Com a mudança, a competência para autorizar o funcionamento, fiscalizar e aprovar a prestação de contas dos bingos passou a ser da CEF. O Indesp ainda ficou com a tarefa de credenciar as entidades esportivas em nome das quais os bingos são abertos e o jogo eletrônico explorado. Tanto o atual chefe do Indesp, o ex-deputado Augusto Viveiros, como o presidente da Caixa Econômica, Emílio Humberto Carazzai, são homens do PFL.

O Ministério Público avalia que o simples rateio entre a Caixa e o Indesp não é suficiente para moralizar o jogo eletrônico no Brasil, porque se trata de um negócio comprometido até a medula com atividades criminosas.


Investigações de procuradores da República em Brasília e em São Paulo já comprovaram as ligações do bingo no Brasil com criminosos do outro lado do Atlântico. Levantamentos da PF e da Divisão Investigativa Anti-Máfia da Itália mostram que o dinheiro usado para importar, instalar e distribuir as máquinas de bingo no Brasil, através de uma constelação de empresas, tem origem em negócios escusos de grupos mafiosos, como os do capo italiano Fausto Pelegrinetti, um dos maiores traficantes de droga do planeta. Levantamentos do MP apontam que existem no País perto de 30 mil máquinas caça-níqueis, gerando lucros anuais superiores a R$ 1 bilhão. Um grande negócio, qualquer que seja o ministro.

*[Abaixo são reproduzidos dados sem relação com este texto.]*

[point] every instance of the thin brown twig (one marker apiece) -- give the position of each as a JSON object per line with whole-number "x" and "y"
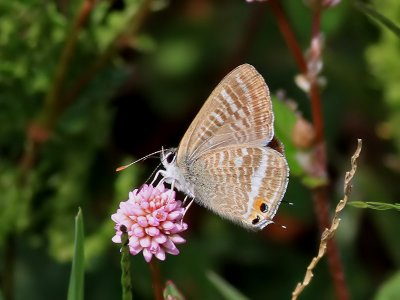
{"x": 328, "y": 233}
{"x": 52, "y": 107}
{"x": 287, "y": 32}
{"x": 320, "y": 194}
{"x": 85, "y": 78}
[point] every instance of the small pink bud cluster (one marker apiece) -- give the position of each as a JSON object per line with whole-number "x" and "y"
{"x": 153, "y": 219}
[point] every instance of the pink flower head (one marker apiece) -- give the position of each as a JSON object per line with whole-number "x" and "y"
{"x": 153, "y": 219}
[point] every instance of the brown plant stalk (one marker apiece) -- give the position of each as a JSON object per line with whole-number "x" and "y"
{"x": 328, "y": 233}
{"x": 320, "y": 194}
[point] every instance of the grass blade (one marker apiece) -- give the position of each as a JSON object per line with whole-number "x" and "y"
{"x": 76, "y": 281}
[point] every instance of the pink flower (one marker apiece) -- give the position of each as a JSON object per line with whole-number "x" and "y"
{"x": 153, "y": 219}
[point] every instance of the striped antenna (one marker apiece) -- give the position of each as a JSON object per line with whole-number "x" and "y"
{"x": 136, "y": 161}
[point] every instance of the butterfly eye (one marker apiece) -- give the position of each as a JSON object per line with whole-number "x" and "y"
{"x": 263, "y": 207}
{"x": 255, "y": 220}
{"x": 170, "y": 157}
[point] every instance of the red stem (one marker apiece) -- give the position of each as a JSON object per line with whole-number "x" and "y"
{"x": 320, "y": 195}
{"x": 156, "y": 278}
{"x": 286, "y": 31}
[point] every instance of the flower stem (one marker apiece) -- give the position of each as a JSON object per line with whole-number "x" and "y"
{"x": 155, "y": 275}
{"x": 320, "y": 194}
{"x": 126, "y": 281}
{"x": 288, "y": 35}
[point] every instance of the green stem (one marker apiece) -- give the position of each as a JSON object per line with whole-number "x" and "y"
{"x": 156, "y": 278}
{"x": 126, "y": 281}
{"x": 134, "y": 25}
{"x": 53, "y": 106}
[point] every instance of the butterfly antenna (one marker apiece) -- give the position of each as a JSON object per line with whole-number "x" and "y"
{"x": 286, "y": 202}
{"x": 136, "y": 161}
{"x": 152, "y": 173}
{"x": 279, "y": 224}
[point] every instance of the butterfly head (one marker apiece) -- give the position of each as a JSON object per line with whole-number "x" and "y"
{"x": 173, "y": 173}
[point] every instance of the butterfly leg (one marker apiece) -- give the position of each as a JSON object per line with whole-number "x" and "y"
{"x": 187, "y": 207}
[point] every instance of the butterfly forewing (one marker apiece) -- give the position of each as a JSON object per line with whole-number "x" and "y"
{"x": 242, "y": 183}
{"x": 228, "y": 159}
{"x": 238, "y": 111}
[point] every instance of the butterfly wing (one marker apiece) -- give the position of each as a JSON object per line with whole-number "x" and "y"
{"x": 238, "y": 111}
{"x": 242, "y": 183}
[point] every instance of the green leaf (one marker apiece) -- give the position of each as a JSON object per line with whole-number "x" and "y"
{"x": 374, "y": 14}
{"x": 375, "y": 205}
{"x": 76, "y": 288}
{"x": 285, "y": 119}
{"x": 228, "y": 291}
{"x": 389, "y": 289}
{"x": 171, "y": 292}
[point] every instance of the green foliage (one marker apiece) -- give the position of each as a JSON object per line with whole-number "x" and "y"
{"x": 134, "y": 80}
{"x": 171, "y": 292}
{"x": 385, "y": 65}
{"x": 390, "y": 289}
{"x": 375, "y": 205}
{"x": 76, "y": 281}
{"x": 228, "y": 291}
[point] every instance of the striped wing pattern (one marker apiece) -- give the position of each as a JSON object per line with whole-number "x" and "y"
{"x": 243, "y": 183}
{"x": 231, "y": 116}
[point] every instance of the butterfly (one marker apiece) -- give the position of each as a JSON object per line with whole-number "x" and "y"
{"x": 229, "y": 160}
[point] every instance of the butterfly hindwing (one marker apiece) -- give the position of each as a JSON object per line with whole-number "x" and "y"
{"x": 243, "y": 183}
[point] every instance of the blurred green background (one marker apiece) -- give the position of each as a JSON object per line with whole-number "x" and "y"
{"x": 86, "y": 86}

Greca sai do governo, mas não se livra dos processos. Na quinta-feira 27 o Ministério Público entrou na Justiça Federal com 11 ações cautelares de improbidade administrativa contra o ex-ministro. Dez delas dizem respeito a convênios assinados em dezembro do ano passado entre o Indesp e prefeituras para a construção de quadras esportivas. Os convênios apresentam todo o tipo de irregularidades, como falta de assinatura de prefeitos, inexistência de projetos e não-apresentação de planilha de custo. A Procuradoria está analisando outros 600 convênios assinados no mesmo período que totalizam um montante de R$ 64 milhões. A outra ação contra Greca aponta irregularidades na construção da nau capitânia que consumiu R$ 2,3 milhões do Ministério sem licitação e acabou se transformando num verdadeiro mico para o governo nas comemorações dos 500 anos do Descobrimento. Com toda a tecnologia deste final de milênio, a réplica da caravela de Pedro Álvares Cabral simplesmente não funcionou. Como Greca, foi a pique.